Advances in computational models may allow us to quickly predict responses of important food crops to environmental stresses in the field, and to identify the genetic basis of these.

While not particularly exciting to look at, Oryza sativa (rice) is undoubtedly one of the most important plants on the planet as the major food source to 3.5 billion people. As a consequence, there is much interest in getting the most out of growing rice plants, both through maximising the yield of the plants and making them as resilient as possible to stresses they may encounter. Identifying the genetic basis of traits likely to boost rice yield or resilience to environmental stresses is complex, as these traits may be produced by a combination of different genetic loci and have low heritability. This has become easier in recent years due to advances in and wider availability of genomic and phenotyping technology. Moreover, advances in these techniques have allowed for better informing of  in silico (computer) models of plant growth and development.

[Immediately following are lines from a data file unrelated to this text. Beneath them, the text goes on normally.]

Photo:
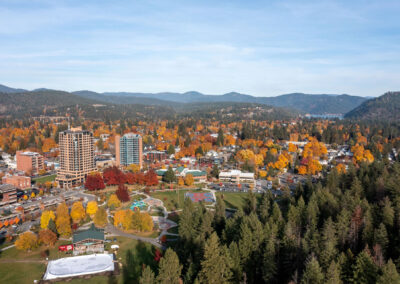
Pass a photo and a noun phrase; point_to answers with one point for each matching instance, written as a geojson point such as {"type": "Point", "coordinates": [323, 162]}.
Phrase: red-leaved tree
{"type": "Point", "coordinates": [94, 182]}
{"type": "Point", "coordinates": [122, 193]}
{"type": "Point", "coordinates": [114, 176]}
{"type": "Point", "coordinates": [151, 178]}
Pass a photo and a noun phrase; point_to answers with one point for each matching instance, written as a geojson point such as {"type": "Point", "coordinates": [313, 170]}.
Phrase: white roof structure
{"type": "Point", "coordinates": [79, 265]}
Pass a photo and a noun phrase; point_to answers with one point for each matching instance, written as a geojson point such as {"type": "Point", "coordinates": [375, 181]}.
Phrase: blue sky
{"type": "Point", "coordinates": [262, 48]}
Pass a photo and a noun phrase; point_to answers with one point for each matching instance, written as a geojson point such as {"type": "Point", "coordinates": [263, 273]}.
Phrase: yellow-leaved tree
{"type": "Point", "coordinates": [189, 180]}
{"type": "Point", "coordinates": [26, 241]}
{"type": "Point", "coordinates": [77, 212]}
{"type": "Point", "coordinates": [91, 208]}
{"type": "Point", "coordinates": [113, 202]}
{"type": "Point", "coordinates": [100, 218]}
{"type": "Point", "coordinates": [63, 222]}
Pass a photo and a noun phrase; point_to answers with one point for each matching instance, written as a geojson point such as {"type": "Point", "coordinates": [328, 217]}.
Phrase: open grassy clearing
{"type": "Point", "coordinates": [137, 252]}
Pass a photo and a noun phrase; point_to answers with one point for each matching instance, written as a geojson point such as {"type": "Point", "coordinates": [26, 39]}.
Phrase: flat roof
{"type": "Point", "coordinates": [79, 265]}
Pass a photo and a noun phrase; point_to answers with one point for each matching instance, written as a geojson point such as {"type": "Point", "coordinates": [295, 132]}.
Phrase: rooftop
{"type": "Point", "coordinates": [91, 233]}
{"type": "Point", "coordinates": [7, 188]}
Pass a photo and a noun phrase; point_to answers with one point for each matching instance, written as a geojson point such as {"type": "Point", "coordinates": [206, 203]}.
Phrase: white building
{"type": "Point", "coordinates": [236, 176]}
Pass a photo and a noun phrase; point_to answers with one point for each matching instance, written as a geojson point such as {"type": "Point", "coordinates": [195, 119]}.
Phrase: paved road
{"type": "Point", "coordinates": [6, 248]}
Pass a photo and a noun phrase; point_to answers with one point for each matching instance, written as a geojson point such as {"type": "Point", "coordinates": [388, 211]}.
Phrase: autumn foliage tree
{"type": "Point", "coordinates": [63, 222]}
{"type": "Point", "coordinates": [26, 241]}
{"type": "Point", "coordinates": [189, 179]}
{"type": "Point", "coordinates": [91, 208]}
{"type": "Point", "coordinates": [94, 181]}
{"type": "Point", "coordinates": [45, 218]}
{"type": "Point", "coordinates": [113, 201]}
{"type": "Point", "coordinates": [151, 178]}
{"type": "Point", "coordinates": [100, 218]}
{"type": "Point", "coordinates": [122, 193]}
{"type": "Point", "coordinates": [47, 237]}
{"type": "Point", "coordinates": [77, 212]}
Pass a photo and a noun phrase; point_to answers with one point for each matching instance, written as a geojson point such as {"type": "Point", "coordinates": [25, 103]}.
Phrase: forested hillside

Such models are of interest as they may be able to accurately measure and quantify plant responses to environmental variation through image-analysis pipelines, and to indicate how plant phenotypes respond to environmental variations. Knowledge acquired from these models could be used to actively optimise field conditions and targeted modification of rice plants to get the best out of rice in the field. In a recent study published Open Access in Journal of Experimental Botany, Malachy Campbell and colleagues model rice plant growth in relation to water availability, and use this model to identify candidate genes likely to be of interest to genetic studies of the basis of drought response in rice.

Campbell and colleagues grew different accessions (genetic variants of the same species) of rice plants and analysed their phenotypes over a 21 day period using an automated image-analysis software. Some plants were grown at 90% field capacity (100% field capacity being the point at which the soil is saturated with water) and others were not given water until they reached 20% field capacity. From the measurements they made under these high water and low water conditions, the authors produced an in silico growth model that models the relationship between shoot biomass and soil water content.

Left: Rice planting in Laos (Maskim/Wikimedia Commons), Middle: rice paddy field in drought (Dragfyre/Wikimedia Commons), Right: could cold and drought stress responses be related in rice? (W.Carter/Wikimedia Commons)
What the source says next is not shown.